Ma è una frase che non va estirpata dal suo contesto, dalla situazione in cui è nata: i tragici attentati del 7 gennaio a Parigi. In quel frangente “Je suis Charlie” nacque come reazione ad un attentato che voleva zittire la libertà di stampa e d’espressione. Il ragionamento attribuito a Voltaire ribaltato: se dici una cosa che non gradisco, ti tolgo la vita.
Il “Je suis Charlie” doveva restare come traccia confinata a quei giorni e a quell’episodio. Si è trasformata in un mostro. Sorvolando sulle centinaia e centinaia di Je suis qualcosa sparsi per il mondo a sostegno di ogni genere di causa, con buona pace dell’originalità, spesso il Je suis Charlie é diventato un’arma contro la libertà di parola.
La libertà di parola o di espressione è sacra e intoccabile. Ogni uomo deve essere libero di esprimere ciò che dice e ciò che pensa. Libero, garantito nella sua incolumità non solo dalle Carte Costituzionali e dalle leggi ma anche libero dalle pressioni morali, dalla società, dal rischio di ritorsioni. Ma nel momento in cui io esprimo un’opinione, un concetto, un’idea, devo giocoforza accettare che un altro risponda, che un altro contesti la mia opinione, concetto, idea. Che addirittura la confuti e la smonti, dimostrando che ho detto una cosa falsa e non vera.
Negli ultimi tempi invece si è sempre più diffusa l’abitudine di reagire alla critica rinfacciando l’adesione al “je suis Charlie”. Come se la legittima critica potesse essere paragonata ad una mitragliata. Sono soprattutto le persone o gli ambienti che spesso suscitano scandalo e indignazione perché hanno detto qualcosa di inaccettabile, a nascondersi dietro questo stratagemma. Invece di replicare alle critiche o anche di ignorarle, invocano la difesa della loro libertà d’espressione. Libertà che però nessuno ha toccato.
Ancora più paradossale poi è l’abitudine di chi si incensa come martire della libertà perché bloccato su Facebook o su Twitter. Il ban è un diritto sacrosanto dell’utente. Certo sottolinea una sua profonda debolezza da parte di chi blocca, un’incapacità al confronto ma non impedisce a nessuno di parlare. Gasparri ha bloccato decine di utenti su Twitter ma la possibilità di criticarlo è rimasta intatta, anche su Twitter.
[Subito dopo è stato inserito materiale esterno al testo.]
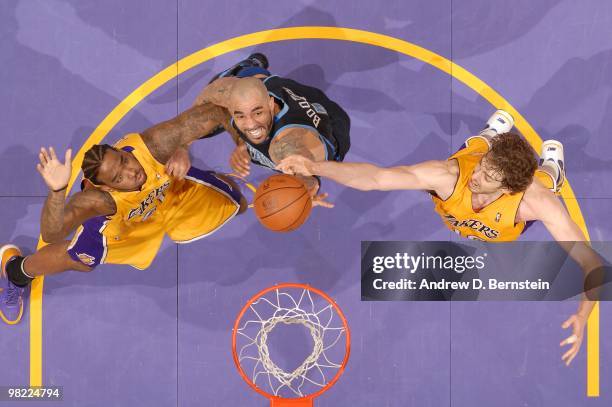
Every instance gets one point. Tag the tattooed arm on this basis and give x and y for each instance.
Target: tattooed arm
(163, 139)
(217, 92)
(59, 219)
(299, 141)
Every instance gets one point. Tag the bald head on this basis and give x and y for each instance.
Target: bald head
(248, 90)
(252, 109)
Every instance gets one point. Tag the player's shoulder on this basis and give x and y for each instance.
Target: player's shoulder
(91, 197)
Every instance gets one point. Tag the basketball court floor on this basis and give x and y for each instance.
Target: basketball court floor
(162, 337)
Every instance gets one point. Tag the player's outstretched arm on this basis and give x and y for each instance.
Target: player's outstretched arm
(58, 218)
(304, 143)
(428, 175)
(164, 138)
(541, 204)
(217, 92)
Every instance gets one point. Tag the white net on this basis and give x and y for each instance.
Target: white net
(262, 358)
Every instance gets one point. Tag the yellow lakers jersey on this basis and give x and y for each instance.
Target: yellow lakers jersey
(494, 222)
(136, 207)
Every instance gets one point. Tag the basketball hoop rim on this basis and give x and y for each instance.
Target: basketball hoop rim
(338, 310)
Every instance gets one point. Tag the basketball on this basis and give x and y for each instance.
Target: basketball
(282, 203)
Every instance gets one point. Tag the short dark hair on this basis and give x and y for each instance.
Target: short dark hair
(92, 161)
(514, 158)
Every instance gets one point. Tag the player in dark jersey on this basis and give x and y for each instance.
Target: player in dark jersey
(274, 117)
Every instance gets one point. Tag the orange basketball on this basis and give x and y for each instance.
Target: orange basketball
(282, 203)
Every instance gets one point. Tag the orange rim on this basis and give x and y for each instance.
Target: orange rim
(306, 400)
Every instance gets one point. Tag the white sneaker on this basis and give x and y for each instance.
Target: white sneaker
(500, 122)
(552, 161)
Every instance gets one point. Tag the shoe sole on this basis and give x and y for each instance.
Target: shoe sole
(3, 249)
(3, 317)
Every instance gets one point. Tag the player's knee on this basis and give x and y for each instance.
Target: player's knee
(244, 205)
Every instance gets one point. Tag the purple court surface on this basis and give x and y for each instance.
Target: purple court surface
(162, 336)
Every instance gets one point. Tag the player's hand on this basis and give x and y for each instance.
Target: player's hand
(55, 174)
(240, 160)
(320, 200)
(178, 165)
(296, 165)
(577, 323)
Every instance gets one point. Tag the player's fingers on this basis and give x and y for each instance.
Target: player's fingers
(170, 168)
(572, 356)
(182, 171)
(43, 156)
(52, 153)
(285, 168)
(241, 165)
(46, 154)
(68, 157)
(569, 353)
(568, 340)
(324, 204)
(568, 322)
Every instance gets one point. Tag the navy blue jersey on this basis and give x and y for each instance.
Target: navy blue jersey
(306, 107)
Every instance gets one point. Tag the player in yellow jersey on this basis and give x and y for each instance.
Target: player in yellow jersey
(485, 191)
(133, 194)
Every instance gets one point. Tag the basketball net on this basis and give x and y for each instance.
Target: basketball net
(291, 304)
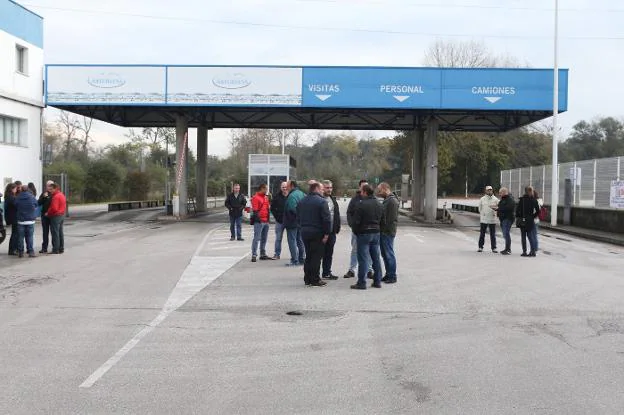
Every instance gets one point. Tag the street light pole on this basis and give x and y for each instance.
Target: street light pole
(555, 164)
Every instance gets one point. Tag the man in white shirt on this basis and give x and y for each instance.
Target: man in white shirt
(487, 212)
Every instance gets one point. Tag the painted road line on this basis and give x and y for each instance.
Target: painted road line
(199, 273)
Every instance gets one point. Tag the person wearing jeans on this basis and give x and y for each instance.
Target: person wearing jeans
(26, 214)
(277, 210)
(291, 223)
(366, 225)
(388, 228)
(260, 212)
(235, 203)
(56, 214)
(506, 213)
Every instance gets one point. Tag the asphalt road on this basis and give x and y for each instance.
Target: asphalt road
(141, 316)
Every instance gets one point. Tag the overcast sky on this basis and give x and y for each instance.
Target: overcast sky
(341, 32)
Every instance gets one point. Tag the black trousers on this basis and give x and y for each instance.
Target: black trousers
(45, 224)
(484, 228)
(315, 249)
(328, 256)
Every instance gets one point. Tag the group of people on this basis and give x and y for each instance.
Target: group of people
(526, 215)
(312, 221)
(21, 210)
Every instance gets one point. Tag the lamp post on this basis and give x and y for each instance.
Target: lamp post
(555, 164)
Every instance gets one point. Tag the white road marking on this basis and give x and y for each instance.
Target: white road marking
(417, 237)
(198, 274)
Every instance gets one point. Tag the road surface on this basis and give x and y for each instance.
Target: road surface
(141, 316)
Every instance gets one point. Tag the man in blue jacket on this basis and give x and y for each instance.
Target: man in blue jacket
(315, 221)
(26, 214)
Chi critica non mette a tacere nessuno, non uccide. A volte, in casi fortunati, una critica aiuta. Ma se è facile difendere la propria libertà d’espressione, molto più difficile è difendere quella degli altri, soprattutto se dicono cose sgradite o che non vogliamo sentire. Ma lo scudo che protegge la loro libertà, protegge anche la nostra.
E poi la censura è anche controproducente. Nessuna idea, nessun’opinione è stata cancellata dalla censura. Storicamente parlando solo la forza dei fatti, della ragione, del pensiero, delle storie umane è riuscita a capovolgere il mondo.